El Reino Unido tiene la ley para vetar las redes a los menores. Lo que no tiene ni de lejos es la tecnología para hacerlo cumplir.
La ley sí, la prohibición no
El 29 de abril de 2026, la Corona británica sancionó la Children’s Wellbeing and Schools Act. Suena a prohibición inmediata, pero la realidad es más compleja. La norma da al Gobierno el poder para restringir el acceso de los menores a las plataformas, sí, pero mediante reglamentos futuros. Es decir, la ley es un marco habilitante: el ‘qué’ está claro, pero el ‘cómo’ sigue en el aire.
Esta misma semana, un portavoz del Departamento de Ciencia, Innovación y Tecnología (DSIT) lo confirmó en Bruselas: no hay ninguna decisión firme sobre qué redes se vetarán ni cómo.

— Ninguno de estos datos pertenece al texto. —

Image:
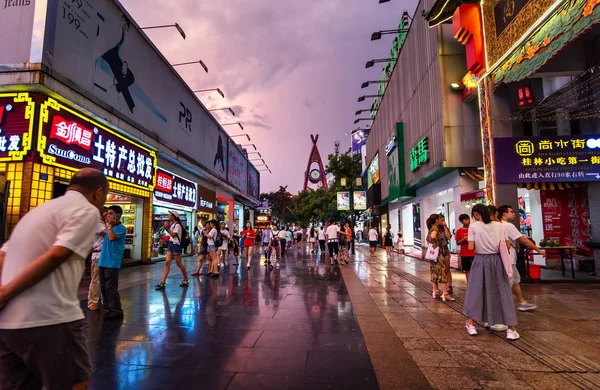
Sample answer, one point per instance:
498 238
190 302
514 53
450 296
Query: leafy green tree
281 203
320 205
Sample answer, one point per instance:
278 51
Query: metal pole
352 221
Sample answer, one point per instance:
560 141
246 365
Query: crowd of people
488 252
42 341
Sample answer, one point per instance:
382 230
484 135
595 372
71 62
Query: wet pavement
307 325
292 327
559 346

La consulta pública ‘Growing up in the online world’ cerró hace apenas unos días y sus conclusiones marcarán el tono del reglamento. Mientras tanto, los padres siguen sin respuestas.
Australia ya lo intentó y esto fue lo que pasó
El espejo australiano es incómodo. En diciembre de 2025, el país se convirtió en el primero en prohibir las redes sociales a menores de 16 años. ¿El resultado? Según la Molly Rose Foundation, el 61% de los chavales de 12 a 15 años sigue teniendo al menos una cuenta activa. Y el 70% de los que intentaron saltarse el bloqueo lo encontraron fácil. La verificación de edad biométrica que usaron se equivocaba en dos o tres años, suficiente para dejar entrar a quien no debía.
Evan Spiegel, CEO de Snapchat, ha sugerido que la verificación debería hacerse en la tienda de aplicaciones —App Store o Google Play— para no multiplicar los datos biométricos en cada red. Pero Apple y Google no han dicho ni mú. Y sin su cooperación, cualquier prohibición es un coladero.
El verdadero lío: verificar edades sin cagarla
Aquí está el nudo gordiano. Obligar a un menor a demostrar que tiene 16 años con un documento oficial o un escaneo facial es recopilar más información de la cuenta, justo lo que el RGPD intenta evitar. Chris Sherwood, de la ONG de protección infantil NSPCC, advierte sin tapujos: ‘Una prohibición mal diseñada puede empujar a los adolescentes a rincones más oscuros de internet’.
España, por ejemplo, apuesta por una mezcla de control parental y educación digital en lugar de vetar por ley. Y el propio Reino Unido ya ha probado con 300 adolescentes varios escenarios: prohibición total, toque de queda nocturno o límite diario de una hora. Al menos, alguien busca datos antes de legislar a ciegas.
Lo irónico es que la arquitectura de la ley británica es inteligente: al no fijar una prohibición directa, se ahorran años de batallas parlamentarias y se adapta a lo que venga. Pero sin herramientas de verificación sólidas, es como tener un Ferrari sin motor.
Tener una ley sin herramientas de verificación es como tener un Ferrari sin motor.
El Salseómetro
Nivel de salseo: 3/10. El tema es serio y necesario, pero la conversación en redes es aún muy técnica. Cuando llegue el primer reglamento concreto y los streamers se pronuncien, esto subirá como la espuma.
📱 El TL;DR (Too Long; Didn’t Read)
- 👤 De quién hablamos: Del gobierno de Reino Unido y su nueva ley de protección infantil.
- 📲 En qué red social ha pasado: No ocurre en una red concreta, es una regulación que afecta a todas.
- 🔥 Por qué es viral: Porque muestra que prohibir las redes a menores es fácil decirlo pero casi imposible hacerlo bien.